第194章

3个月前 作者: 苏墨的鱼
    这时,得到消息的金锁也在丫鬟的陪伴下来到前厅。她一眼便看到了福伦脸上那无法掩饰的凝重与困惑,心中顿时“咯噔”一下。


    ‘果然有变故!’她立刻意识到。按照常理,皇帝得知流落民间的女儿前来认亲,即便不完全相信,也应是震惊、探究居多,福伦归来即便不是喜形于色,也不该是如此忧心忡忡的模样。


    这只能说明,皇帝那边出现了她未曾预料到的状况,而且,是对她不利的状况!


    她面上不动声色,依旧保持着温婉沉静,上前盈盈一礼:“福大人,福晋。”目光带着恰到好处的询问看向福伦。


    福伦看着眼前这位清丽脱俗、眼神清澈的姑娘,实在难以将她与“欺君罔上”联系起来,但皇上的态度又让他不得不心生警惕。


    他勉强挤出一丝笑容,语气却难掩沉重:“夏姑娘,皇上……已下旨,命你即刻随老夫入宫觐见。”
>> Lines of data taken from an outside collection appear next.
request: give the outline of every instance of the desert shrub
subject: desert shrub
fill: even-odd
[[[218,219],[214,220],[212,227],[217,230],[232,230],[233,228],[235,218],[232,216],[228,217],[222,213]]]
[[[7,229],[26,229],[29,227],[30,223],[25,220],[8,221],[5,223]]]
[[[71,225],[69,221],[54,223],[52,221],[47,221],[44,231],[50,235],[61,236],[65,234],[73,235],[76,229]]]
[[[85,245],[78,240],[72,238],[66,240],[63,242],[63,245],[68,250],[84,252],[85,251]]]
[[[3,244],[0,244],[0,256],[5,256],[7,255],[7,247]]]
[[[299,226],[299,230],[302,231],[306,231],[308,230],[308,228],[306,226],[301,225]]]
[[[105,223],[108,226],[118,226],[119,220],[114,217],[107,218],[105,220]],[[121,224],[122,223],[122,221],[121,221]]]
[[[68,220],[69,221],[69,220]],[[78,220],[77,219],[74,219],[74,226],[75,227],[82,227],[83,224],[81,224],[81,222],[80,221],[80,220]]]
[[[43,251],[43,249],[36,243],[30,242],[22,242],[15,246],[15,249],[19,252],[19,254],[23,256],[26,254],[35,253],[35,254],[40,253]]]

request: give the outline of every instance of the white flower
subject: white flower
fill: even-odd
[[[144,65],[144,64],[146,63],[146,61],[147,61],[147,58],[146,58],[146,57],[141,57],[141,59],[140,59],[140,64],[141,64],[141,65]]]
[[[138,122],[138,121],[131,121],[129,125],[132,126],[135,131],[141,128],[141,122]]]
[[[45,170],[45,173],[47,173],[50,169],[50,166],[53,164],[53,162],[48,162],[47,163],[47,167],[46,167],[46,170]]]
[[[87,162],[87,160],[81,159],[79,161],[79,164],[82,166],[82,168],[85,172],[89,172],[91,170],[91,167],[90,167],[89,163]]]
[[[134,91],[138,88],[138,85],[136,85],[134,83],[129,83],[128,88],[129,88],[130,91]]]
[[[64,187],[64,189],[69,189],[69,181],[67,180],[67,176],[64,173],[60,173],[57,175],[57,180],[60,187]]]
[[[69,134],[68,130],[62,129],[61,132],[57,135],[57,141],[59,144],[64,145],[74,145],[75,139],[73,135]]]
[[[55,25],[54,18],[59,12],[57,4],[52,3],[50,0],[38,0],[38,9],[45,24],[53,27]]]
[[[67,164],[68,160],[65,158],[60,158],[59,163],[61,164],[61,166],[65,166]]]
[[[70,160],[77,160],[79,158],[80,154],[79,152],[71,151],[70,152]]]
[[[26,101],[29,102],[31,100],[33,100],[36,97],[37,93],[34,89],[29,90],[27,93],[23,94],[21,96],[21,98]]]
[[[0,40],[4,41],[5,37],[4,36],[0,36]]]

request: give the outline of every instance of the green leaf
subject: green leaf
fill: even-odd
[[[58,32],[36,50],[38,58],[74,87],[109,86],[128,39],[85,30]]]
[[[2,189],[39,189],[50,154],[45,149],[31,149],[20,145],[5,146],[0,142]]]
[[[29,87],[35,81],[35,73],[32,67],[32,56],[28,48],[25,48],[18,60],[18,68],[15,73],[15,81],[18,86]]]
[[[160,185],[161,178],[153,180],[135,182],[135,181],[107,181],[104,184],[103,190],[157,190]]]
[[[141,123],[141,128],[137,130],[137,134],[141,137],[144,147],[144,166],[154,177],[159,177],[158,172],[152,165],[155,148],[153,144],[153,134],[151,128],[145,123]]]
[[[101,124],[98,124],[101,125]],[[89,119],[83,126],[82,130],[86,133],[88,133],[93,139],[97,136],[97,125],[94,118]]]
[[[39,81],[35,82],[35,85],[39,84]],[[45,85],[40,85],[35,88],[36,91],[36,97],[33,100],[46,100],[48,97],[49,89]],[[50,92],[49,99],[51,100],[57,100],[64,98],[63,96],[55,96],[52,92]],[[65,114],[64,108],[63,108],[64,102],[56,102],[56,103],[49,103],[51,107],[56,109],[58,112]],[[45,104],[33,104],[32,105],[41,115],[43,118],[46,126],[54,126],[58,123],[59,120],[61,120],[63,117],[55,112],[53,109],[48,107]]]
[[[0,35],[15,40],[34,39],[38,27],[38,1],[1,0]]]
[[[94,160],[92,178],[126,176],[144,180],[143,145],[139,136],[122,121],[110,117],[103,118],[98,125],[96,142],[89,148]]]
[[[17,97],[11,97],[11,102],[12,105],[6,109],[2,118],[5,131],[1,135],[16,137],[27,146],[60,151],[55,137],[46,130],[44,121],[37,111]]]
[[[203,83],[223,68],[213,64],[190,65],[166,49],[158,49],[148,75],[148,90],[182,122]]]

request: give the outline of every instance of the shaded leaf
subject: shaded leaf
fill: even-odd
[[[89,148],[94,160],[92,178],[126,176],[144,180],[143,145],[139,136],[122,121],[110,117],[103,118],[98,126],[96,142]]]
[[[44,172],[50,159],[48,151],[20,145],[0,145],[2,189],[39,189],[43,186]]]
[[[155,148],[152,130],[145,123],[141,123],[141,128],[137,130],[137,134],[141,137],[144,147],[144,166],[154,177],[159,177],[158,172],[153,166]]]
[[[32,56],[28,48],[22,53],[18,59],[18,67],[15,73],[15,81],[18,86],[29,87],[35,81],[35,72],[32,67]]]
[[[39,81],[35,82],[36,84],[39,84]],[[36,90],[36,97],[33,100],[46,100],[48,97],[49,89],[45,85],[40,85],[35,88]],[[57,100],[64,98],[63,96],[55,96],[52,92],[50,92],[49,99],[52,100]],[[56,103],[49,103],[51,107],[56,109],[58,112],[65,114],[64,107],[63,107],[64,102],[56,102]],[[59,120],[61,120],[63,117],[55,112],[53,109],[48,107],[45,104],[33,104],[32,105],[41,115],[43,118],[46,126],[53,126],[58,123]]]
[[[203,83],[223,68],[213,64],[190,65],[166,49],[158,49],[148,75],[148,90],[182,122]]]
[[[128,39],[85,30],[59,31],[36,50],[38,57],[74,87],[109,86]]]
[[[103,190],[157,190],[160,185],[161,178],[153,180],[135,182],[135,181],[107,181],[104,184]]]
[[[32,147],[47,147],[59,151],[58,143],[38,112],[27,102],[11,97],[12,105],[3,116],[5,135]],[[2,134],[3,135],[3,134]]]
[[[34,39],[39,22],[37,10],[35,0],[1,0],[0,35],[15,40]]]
    金锁心中电转,面上却露出恰到好处的惊讶、忐忑与一丝期盼:“现在?入宫?”


    她微微握紧了袖中的手,显示出内心的紧张,“福大人,皇上他……可是相信了紫薇的话?”


    福伦避重就轻,安抚道:“姑娘不必过于紧张,皇上只是……想亲自见一见你。你只需如实回话便可。”


    他无法说出皇帝的怀疑,只能如此交代。


    金锁点了点头,心中却已警铃大作。


    她知道,真正的考验,或许才刚刚开始,而且一开局,就似乎偏离了她预想的轨道。


    她必须打起十二分的精神,去面对那位手握生杀予夺大权、并且显然对她抱有疑心的“皇阿玛”了。


    “是,紫薇明白了。有劳福大人引路。”


    她深吸一口气,压下心中的波澜,眼神重新变得坚定而平静。无论前方是龙潭还是虎穴,她都只能前行。


    第11章金锁11


    紫禁城,宫道深深,朱墙高耸。金锁低跟在福伦身后,步履沉稳,心中却如擂战鼓。


    穿过一道道戒备森严的宫门,每一步都仿佛踏在命运的弦上。


    那巍峨的殿宇,肃穆的气氛,无处不在的皇家威仪,都让她清晰地意识到,这里是与外界截然不同的天地,一言一行,皆可定生死。


    终于,他们来到了御书房外。通报之后,厚重的殿门被内侍缓缓推开,一股混合着龙涎香与陈年书卷的气息扑面而来。金锁深吸一口气,随着福伦迈过高高的门槛,步入这帝国权力的核心所在。


    御书房内陈设古朴而威严,乾隆皇帝端坐在宽大的紫檀木御案之后,身着明黄色常服,不怒自威。


    他并未抬头,似乎正在批阅奏章,但金锁能感觉到一道审视的目光已然落在自己身上。


    “臣福伦,叩见皇上。”


    “民女夏紫薇,参见皇上,皇上万福金安。”


    金锁依着记忆中大家闺秀的礼仪,深深敛衽下拜,声音清越,带着一丝恰到好处的、初次面圣的拘谨与敬畏,但她的身姿挺拔,仪态端庄,不见丝毫小家子气。


    乾隆这才缓缓放下朱笔,抬眸望去。只见堂下女子穿着一身福晋准备的湖蓝色旗装,身段窈窕,面容清丽绝伦,眉宇间自带一股书卷清气,行动间礼仪规范,浑然天成。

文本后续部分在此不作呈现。